Reid tries for jobs act vote this week
Senate Majority Leader Harry Reid (D-Nev.) will try to get a vote on a piece of President Obama’s Jobs Act by the end of this week, but he acknowledged Monday that he might have to keep the Senate in session into the beginning of Friday’s week-long recess in order to do so.
If Reid fails, the next chance to vote on the Obama agenda would come after Halloween — a disappointment for the White House.
{mosads}The $35 billion jobs bill will be used to prevent teacher and first-responder layoffs, creating or saving 400,000 jobs, Reid said. It will be paid for by a 0.5 percent surtax on those making more than $1 million per year. The bill is sponsored by Reid and Sens. Bob Casey Jr. (D-Pa.) and Robert Menendez (D-N.J.).
Although the White House is pressing for a vote as soon as possible, appropriations legislation stands in the way of immediate action.
The Senate will take up a 2012 spending bill at 4 p.m. on Monday. The jobs bill cannot be offered as an amendment to the bill because it raises taxes. The Senate cannot switch to the jobs bill without unanimous consent or by adopting a motion to proceed vote, which requires a super-majority of 60 votes.
“There is no reason we can’t finish the appropriations bill before the end of the week,” Reid told reporters, adding he was prepared “to keep Senate in session as long as necessary.”
“I hope my Republican colleagues will not put their desire to play political games or go home next week ahead of our responsibility to create jobs and get our economy back on track,” he said.
The spending bill combines three separate appropriations measures funding the departments of Agriculture, Commerce, Justice, Transportation and Housing and Urban Development.
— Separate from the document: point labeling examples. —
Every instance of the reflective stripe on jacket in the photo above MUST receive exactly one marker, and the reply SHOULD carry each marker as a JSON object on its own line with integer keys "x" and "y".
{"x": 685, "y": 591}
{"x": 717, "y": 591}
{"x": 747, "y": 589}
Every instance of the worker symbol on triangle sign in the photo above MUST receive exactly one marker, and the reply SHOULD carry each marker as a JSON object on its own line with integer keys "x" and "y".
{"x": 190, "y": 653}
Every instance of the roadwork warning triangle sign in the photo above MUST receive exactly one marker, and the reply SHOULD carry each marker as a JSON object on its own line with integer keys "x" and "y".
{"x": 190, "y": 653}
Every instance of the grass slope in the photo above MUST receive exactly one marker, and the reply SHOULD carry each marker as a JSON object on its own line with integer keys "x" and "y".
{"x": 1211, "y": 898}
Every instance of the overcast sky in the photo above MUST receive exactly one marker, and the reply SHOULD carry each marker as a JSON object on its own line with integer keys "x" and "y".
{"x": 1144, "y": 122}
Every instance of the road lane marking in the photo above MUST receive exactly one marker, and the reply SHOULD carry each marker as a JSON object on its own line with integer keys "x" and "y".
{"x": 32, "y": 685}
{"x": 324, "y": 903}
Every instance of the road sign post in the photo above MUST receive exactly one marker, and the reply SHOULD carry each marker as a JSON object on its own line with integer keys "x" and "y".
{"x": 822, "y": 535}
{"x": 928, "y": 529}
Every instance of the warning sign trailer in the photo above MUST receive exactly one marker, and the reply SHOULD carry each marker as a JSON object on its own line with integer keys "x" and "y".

It is expected to attract a large number of amendments, and Reid said he wants to begin holding amendment votes Tuesday morning.
Reid wants to hold a Jobs Act vote every week, he said. The majority leader claimed 75 percent of Americans support spending money to hire more teachers, firefighters and police officers.
Senate Minority Leader Mitch McConnell (R-Ky.) however signaled he would work to oppose the teacher funding bill.
“It is disappointing that Senate Democrats are still focused on the same temporary stimulus spending that’s failed to solve our jobs crisis instead of bipartisan legislation that would lead to private-sector job growth,” he said in a statement.
Obama’s Jobs Act failed to gain 60 votes in the Senate last Tuesday, and Democrats are now attempting to get pieces of it enacted. The House next week will vote on one of the tax provisions of the act, aimed at ending a requirement that the federal government withhold 3 percent of payments to contractors as a down payment on future taxes.
—This story was updated at 4:37 p.m.